139
Herhangi bir yerde ortaya çıkan bir oluşu tamamıyla dış kaynaklara bağlayıp
iç tesirleri ve kökleri görmezlikten gelinemez. Bir yerde belli bir dayanak ve vasıta
bulamayan
bir düşüncenin, filizlenmesi zordur.
Tasavvuf, İbn Arabî‘ye kadar, pratik durumunu korumuş, yani Kitap ve
Sünnete uymayı, hedef edinmiş iken İbn Arabî ile teorik duruma geçip felsefeleşmiş
ve özellikle, İbn Arabî‘nin, (Fusûs)‘u, Fahrüddin-i Iraki‘nin (Lemeât)‘ı ve Câmî‘nin
(Levâyih)‘i ile de dört bir tarafa yayılmış ve sonunda İbn Arabî‘den sonra bir Teozofi
hâlini almış, ilerleme ve orijinaliteden uzaklaşarak sırf taklitten ve tekrardan ibaret
kalmıştır.
Görülüyor ki, ilk dönemde yaşamış sufîler diğer medeniyetlerin
birikimlerini kabullenme noktasında oldukça özgür davranmışlardır. Burada üzerinde
durulması gereken problemlerden biri de tasavvufun uğradığı etkileşimin boyutudur.

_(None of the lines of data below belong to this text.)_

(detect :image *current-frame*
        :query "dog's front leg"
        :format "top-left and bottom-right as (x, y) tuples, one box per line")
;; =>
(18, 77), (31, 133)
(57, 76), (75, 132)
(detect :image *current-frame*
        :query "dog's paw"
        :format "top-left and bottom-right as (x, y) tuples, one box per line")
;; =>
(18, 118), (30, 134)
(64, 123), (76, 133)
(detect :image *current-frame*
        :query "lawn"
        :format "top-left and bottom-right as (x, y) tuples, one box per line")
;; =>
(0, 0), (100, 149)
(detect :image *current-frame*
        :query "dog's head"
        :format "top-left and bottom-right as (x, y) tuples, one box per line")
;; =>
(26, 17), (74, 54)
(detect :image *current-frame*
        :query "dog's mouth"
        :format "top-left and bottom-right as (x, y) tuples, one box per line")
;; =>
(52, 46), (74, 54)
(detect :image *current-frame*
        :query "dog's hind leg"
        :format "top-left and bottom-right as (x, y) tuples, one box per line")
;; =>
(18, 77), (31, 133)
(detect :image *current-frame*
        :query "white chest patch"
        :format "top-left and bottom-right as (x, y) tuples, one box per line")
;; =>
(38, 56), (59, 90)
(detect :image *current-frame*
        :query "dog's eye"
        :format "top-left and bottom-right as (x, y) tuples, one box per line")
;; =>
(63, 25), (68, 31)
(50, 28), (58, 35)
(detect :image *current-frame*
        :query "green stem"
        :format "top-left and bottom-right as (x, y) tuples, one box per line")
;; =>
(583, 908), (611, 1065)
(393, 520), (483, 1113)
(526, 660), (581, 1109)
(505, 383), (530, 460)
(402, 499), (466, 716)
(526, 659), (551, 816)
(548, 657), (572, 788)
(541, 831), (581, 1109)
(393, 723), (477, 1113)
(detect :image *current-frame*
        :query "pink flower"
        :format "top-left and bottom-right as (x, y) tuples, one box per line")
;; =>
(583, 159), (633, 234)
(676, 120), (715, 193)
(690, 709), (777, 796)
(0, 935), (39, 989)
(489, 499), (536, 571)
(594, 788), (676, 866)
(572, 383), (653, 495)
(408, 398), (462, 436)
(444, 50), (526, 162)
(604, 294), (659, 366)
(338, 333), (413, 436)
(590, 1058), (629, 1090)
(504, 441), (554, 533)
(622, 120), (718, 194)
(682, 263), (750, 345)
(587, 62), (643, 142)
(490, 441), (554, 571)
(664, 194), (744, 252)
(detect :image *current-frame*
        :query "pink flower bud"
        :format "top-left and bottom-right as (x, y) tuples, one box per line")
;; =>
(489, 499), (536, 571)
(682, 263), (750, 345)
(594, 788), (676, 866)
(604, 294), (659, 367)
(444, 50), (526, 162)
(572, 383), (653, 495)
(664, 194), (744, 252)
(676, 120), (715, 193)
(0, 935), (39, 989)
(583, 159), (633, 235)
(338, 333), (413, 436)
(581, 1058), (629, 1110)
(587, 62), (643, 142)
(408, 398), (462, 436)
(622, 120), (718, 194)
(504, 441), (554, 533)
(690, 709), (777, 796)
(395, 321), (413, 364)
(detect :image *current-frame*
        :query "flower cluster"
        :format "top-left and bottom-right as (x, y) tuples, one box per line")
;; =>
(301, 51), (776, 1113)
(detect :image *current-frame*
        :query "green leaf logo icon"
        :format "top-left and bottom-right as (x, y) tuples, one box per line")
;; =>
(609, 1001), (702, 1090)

Etkileşim kaçınılmaz bir gerçektir. Bu açıdan, tasavvufun tek bir kaynağa
indirgenmesi de yanlıştır.
Araştırmamızdaki en önemli tespitlerden biri
tasavvufun, tek bir kaynağa
dayanmayacak veya doğuşunu ve hayatiyetini tek bir kaynaktan almayacak derecede
komplike bir hareket olduğudur. Fakat İslâmi doktrinlerin, ilk dönemlerde zühde ne
ölçüde tesir ettiğini; Hıristiyan, İran, Hint düşüncelerinin, Gnostik, Yeni-Eflatuncu,
Hermetik düşüncelerin sufî çevreye nasıl girdiğini; hangi bölgelerde bu düşüncelerle
sufîlerin düşünceleri arasında birleşme meydana geldiğini; bu düşüncelerin sufîlere
hangi şekilde ve ilk olarak hangi dilde ulaştığını; sufîlerin bu düşünceleri gerçek
anlamıyla ne kadar bildiklerini; eski kültür merkezlerinin bu düşünceleri sufîler
arasında ne kadar yayıldığı bilinmemektedir. Ancak günümüzde de mistik, gnostîk
ve gizemli olan her düşünce tarzının insanlara cazip geldiği bilinen bir gerçektir.